The class of Kibera


  • Photographer
    Nicolas Lotsos
  • Prize
    Honorable Mention

With their ripped clothes, carrying their old crumbling backpacks, walking down the filthy muddy street, heading to their schools with just a huge smile. All the schools looks the same here: Dark, gloomy, with no electricity, crowded with kids of all ages as well as infants, teachers giving lessons and soothing the crying infants. Every school here is an orphanage as well. Kibera is thousands of crowded filthy slums, unpaved roads, scarce power supply, scarce food and lack of clean water supply, inadequate sewage disposal, unbearable smell of rotten food and human waste.

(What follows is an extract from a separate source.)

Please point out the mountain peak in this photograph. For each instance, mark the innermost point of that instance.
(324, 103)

The lack of sanitation combined with poor nutrition among residents, accounts for many illnesses and diseases. The conflict of Kibera confines on the clashes between the Kenyan government, which claims ownership of the land on which Kibera stands on, and the residents of Kibera that they claim that the land is theirs and hence the government has no right to demolish their shacks and remove the people from their slums. Among all conflicts arising in the slum, the kids of Kibera have no choice but to try to find their dreams and hopes for the future being better, and despite the long unresolved conflict, and unbearable living conditions kids still wake up every morning get ready and attend school, Many educated people in Kibera struggle to make this happen just to offer the kids of Kibera a good future.